“So, we’re having a baby,” he said.
My friend told me this while we were eating breakfast in a crowded place. I looked at him and almost dropped my fork.
He started happy crying.
“You’re having a baby?” I said.
He nodded, then cried even harder.
The number one rule of manhood is, you are not supposed to cry. I don’t know where this rule comes from, but I think it’s in the Boy Scout manual somewhere. As men, our fathers were stalwart examples who taught us to be stoics. Like like little John Waynes, minus the hats.
So you can imagine how uncomfortable I was when my friend covered his face with a napkin and sobbed in a public place.
Soon, the waitress came. “Is everything okay, sir?”
I sniffed my nose manfully and said, “Pollen.”
You’d have to know my friend to understand what a big deal this baby is. He has had an uphill battle for most of his life.
For starters, he has a speech impediment, which has always been a challenge. When he gets stressed, he has a hard time making words happen.
We once took a community college class together, epochs ago. I sat beside him in class. Whenever the teacher would call on him, he would look at me and say, “Tell her.”
Thus, I was sort of his mouthpiece. I guess he’d been made fun of too many times to risk speaking in a classroom. As I recall, I made a D in that class.
I always loved his mom. His mother was one of those exceptional kinds of women you read about in “Guideposts” magazines. She gave birth when she was 17, in a home for unwed mothers. Then she lit out on her own and raised her only son in a 22-foot camper.
She worked in a salon by day; she attended GED classes by night. They lived in squalor with a capital S.
In grade school, he dressed in garage-sale clothes that smelled like mothballs, with other people’s initials written on his clothing tags. His diet consisted of spaghetti and Colonial bread.
For yearbook pictures the local church purchased new clothes so he wouldn’t be forever immortalized wearing a hole-ridden T-shirt.
But that is not where his story ends. That is merely the beginning.
Because eventually, his mother earned her college degree, then a nursing degree. And after that, their lives became so wonderful that Robin Leach could have narrated their afternoons.
His mother got a job as a traveling nurse, and if you’ve ever known a traveling nurse, you know what a sweet job this is.
One year they lived in Houston, the next year they were in some little town named Loma Linda, California. They hopped around island resorts, they lived in the Florida Keys. They once lived in Alaska, where my friend learned to catch a salmon on a fly rod for his 15th birthday.
My friend wiped his nose and said, “I wish my mom would have lived to see my baby.”
His mother died from pancreatic cancer in 2009. Her last words were: “I love you so, so, so much.”
The funeral was private. Just family. They played a Patsy Cline tune for her homegoing, which was the song “Crazy” (1961), penned by none other than Willie Nelson.

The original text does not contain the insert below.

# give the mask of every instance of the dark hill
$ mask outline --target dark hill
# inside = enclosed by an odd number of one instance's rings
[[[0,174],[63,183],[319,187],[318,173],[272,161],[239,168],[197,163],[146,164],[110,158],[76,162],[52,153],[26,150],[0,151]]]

Which is probably why my friend is such a diehard Willie fan. I should know, we used to play in a band together a hundred years ago, and our professional repertoire consisted of 98 percent Willie songs and 2 percent Skynyrd.
But then, this was back in the days when our youthful lives revolved around $5 pitchers. We played six nights per week, slept four of them, and had a great time from what little I can remember.
Eventually, our band tired of playing bar gigs for faux cowboys in $1800 boots, and we aimed higher. We bought secondhand tuxedos and began playing 50th birthday parties, bar mitzvahs, and—God help me—Florida snowbird conventions.
The snowbird gigs were the most difficult. Imagine playing “Come Fly With Me” for 70 retired brake-pad salesmen who take the dancefloor with 70 gals who have all recently undergone hip surgery. (“Do you play any cha-chas, young man?!”)
After breakfast, we said goodbye. We hugged. We clapped each other’s shoulders hard enough to induce wheezing.
“We should do this again,” we both said.
Even though we know we won’t.
I wandered to my truck and sat for a while in silence, thinking of my greatest memories.
Memories I made playing music with the guys.
My memory of walking down the aisle with a brunette who was generous enough to marry the village idiot.
The memory of this breakfast.
It’s strange. I am not often aware that I am happy. I can remember that I’ve been happy. But only after the fact. I wish it were different, but there you are. Why is it that it’s difficult to see how truly beautiful life is until years later?
Before I left the parking lot, I removed my phone and looked at the photo of my friend’s sonogram again. I thought of how frighteningly short, but how incredibly rich this life is.
And I broke the number one rule of manhood.